Recently I was asked if I could add to {rtweet} some basic functions for converting Twitter data into network data objects. I thought this was a reasonable request and a good opportunity for me to learn more about network analysis. But the task of converting Twitter data into network-friendly objects is something that has, at least for me, been really slow and inefficient. So, for the past several weeks, I’ve been slowly working toward what I think believe a simple but efficient solution. Hence, the purpose of this blog post is to document what I’ve done.
The problem
The ultimate task at issue is converting Twitter data1 into a network or network-friendly data
object. Thus, the immediate problem is quickly and efficiently unrolling the connections (e.g.,
mentions) from
one user to
zero or more other users. In other words,
the problem is figure out how to convert this recursive data frame:
#> # A tibble: 163 x 2
#> user_id mentions_user_id
#> <chr> <list>
#> 1 5685812 <chr [1]>
#> 2 5685812 <chr [2]>
#> 3 5685812 <chr [1]>
#> 4 5685812 <chr [1]>
#> 5 5685812 <chr [2]>
#> 6 5685812 <chr [1]>
#> 7 5685812 <chr [1]>
#> 8 5685812 <chr [1]>
#> 9 5685812 <chr [1]>
#> 10 5685812 <chr [1]>
#> # … with 153 more rows
into a desired output (with from
and to
-like columns) that looks something like this:
tibble::as_tibble(unroll_connections2(d))
#> # A tibble: 220 x 2
#> from to
#> <chr> <chr>
#> 1 5685812 2973406683
#> 2 5685812 215035672
#> 3 5685812 1051975721885798402
#> 4 5685812 1015516068717170688
#> 5 5685812 2801252524
#> 6 5685812 15184835
#> 7 5685812 260399941
#> 8 5685812 17581779
#> 9 5685812 870078805381132288
#> 10 5685812 4069028055
#> # … with 210 more rows
Pure R code (slowest)
The first function I wrote to accomplish this task leveraged data.frame
logic (each column should be
the same length) to coerce the from
column (user_id
) to be of equal length as the
to
(mentions_user_id
) column for each row of the input data set. It then collapses
everything into a single data frame.
unroll_connections1 <- function(.x) {
fun <- function(from, to) {
## if NULL or 1 missing value then return empty tibble
if (length(to) == 0 || (length(to) == 1 && is.na(to[1]))) {
return(data.frame())
}
## return as tibble
data.frame(from = from, to = unlist(to, use.names = FALSE),
stringsAsFactors = FALSE)
}
.x <- mapply(fun, .x[[1]], .x[[2]], USE.NAMES = FALSE)
do.call(rbind, .x)
}
The above code is slow and inefficient because it calls data.frame()

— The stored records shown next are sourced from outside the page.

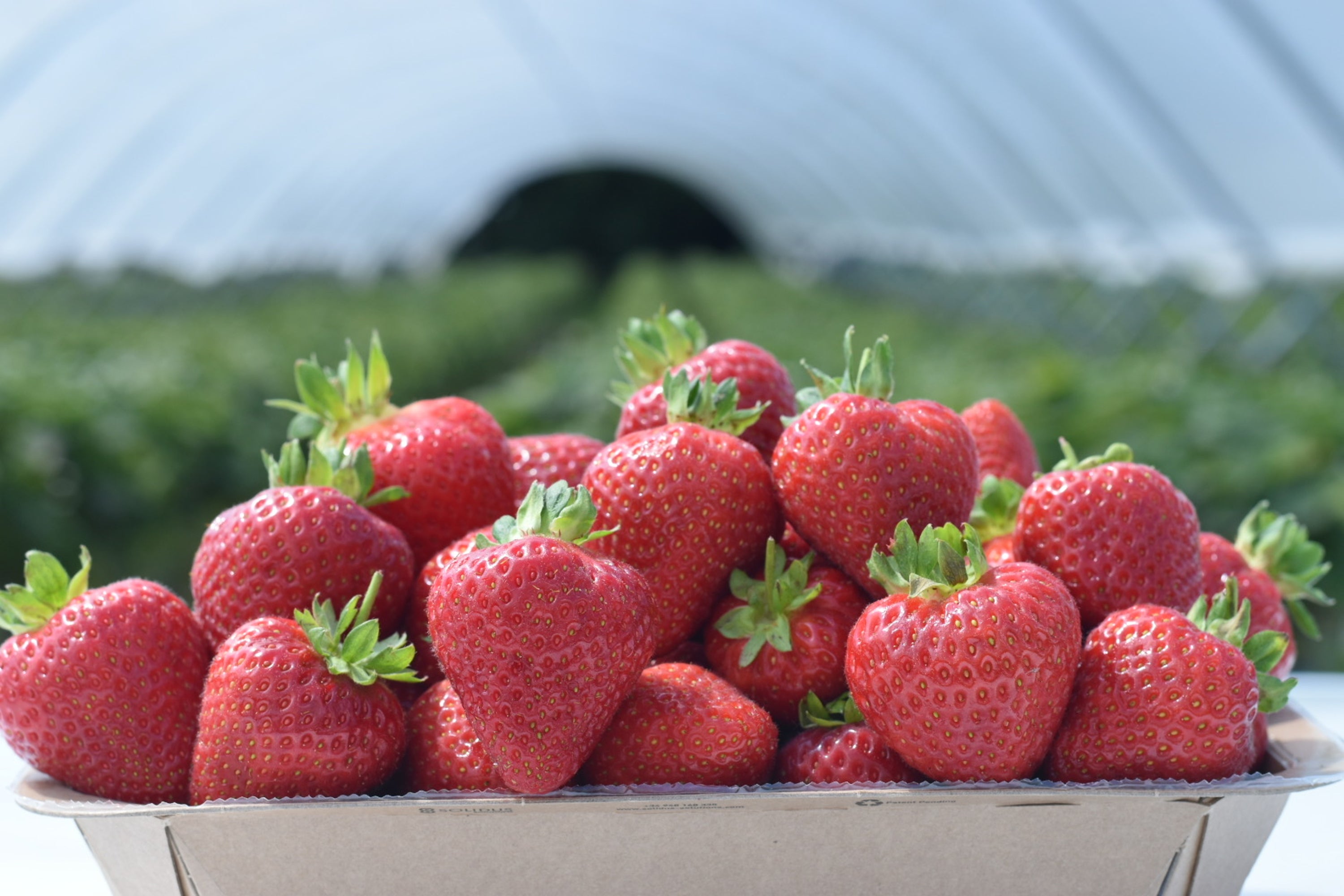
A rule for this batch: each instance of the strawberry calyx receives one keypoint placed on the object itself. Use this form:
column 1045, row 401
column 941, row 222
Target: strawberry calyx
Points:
column 351, row 473
column 842, row 711
column 943, row 562
column 873, row 377
column 1281, row 547
column 1117, row 453
column 334, row 404
column 1229, row 618
column 350, row 645
column 707, row 404
column 554, row 511
column 771, row 603
column 46, row 590
column 650, row 349
column 995, row 512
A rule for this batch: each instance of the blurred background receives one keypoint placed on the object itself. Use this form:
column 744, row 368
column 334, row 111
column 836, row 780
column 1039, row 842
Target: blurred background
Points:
column 1127, row 221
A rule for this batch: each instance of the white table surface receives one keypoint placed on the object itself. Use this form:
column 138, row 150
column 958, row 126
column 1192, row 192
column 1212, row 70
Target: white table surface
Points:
column 1303, row 856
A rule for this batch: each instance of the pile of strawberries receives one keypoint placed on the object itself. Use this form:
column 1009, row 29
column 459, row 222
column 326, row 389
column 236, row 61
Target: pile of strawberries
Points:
column 418, row 602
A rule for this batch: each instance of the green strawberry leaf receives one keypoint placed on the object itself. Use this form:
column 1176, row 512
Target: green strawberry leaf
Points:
column 842, row 711
column 873, row 377
column 995, row 512
column 46, row 590
column 556, row 511
column 351, row 473
column 707, row 404
column 650, row 349
column 1117, row 453
column 771, row 603
column 349, row 644
column 332, row 404
column 943, row 562
column 1281, row 546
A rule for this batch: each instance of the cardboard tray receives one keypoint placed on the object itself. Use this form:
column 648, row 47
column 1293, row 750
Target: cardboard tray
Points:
column 1025, row 837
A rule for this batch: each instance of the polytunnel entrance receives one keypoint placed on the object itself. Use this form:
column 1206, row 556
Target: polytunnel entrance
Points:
column 603, row 215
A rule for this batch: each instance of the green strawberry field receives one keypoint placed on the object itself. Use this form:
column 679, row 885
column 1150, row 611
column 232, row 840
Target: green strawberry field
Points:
column 134, row 404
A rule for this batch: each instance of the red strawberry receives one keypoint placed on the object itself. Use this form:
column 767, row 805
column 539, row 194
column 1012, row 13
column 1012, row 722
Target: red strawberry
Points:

(and all its associated baggage)
for every row of the input data.
Pure R code (faster)
My next iteration was also written in pure R code. To minimize the effect of so many data.frame()
calls,
the function below calculates the number of times it needs to repeat the from
value (to match the
number of times to
values appear) and then combines everything at the end into a data frame.
As the benchmarking results later on confirm, this function offers a sizable speed up over the
original, data.frame()
-heavy function!
unroll_connections2 <- function(x) {
## initialize logical (TRUE) vector
kp <- !logical(nrow(x))
## measure [and record] length of each 'to' field (list of character vector)
n <- lengths(x[[2]])
n1 <- which(n == 1)
## if length == 1 & is.na(x[1])
kp[n1[vapply(x[[2]][n1], is.na, logical(1))]] <- FALSE
## crate 'from' and 'to' vectors
from <- unlist(mapply(rep, x[[1]][kp], n[kp]), use.names = FALSE)
to <- unlist(x[[2]][kp], use.names = FALSE)
## return as data frame
data.frame(
from = from,
to = to,
stringsAsFactors = FALSE
)
}
Rcpp code (fastest)
I was happy with the large speed up from unroll_connections2()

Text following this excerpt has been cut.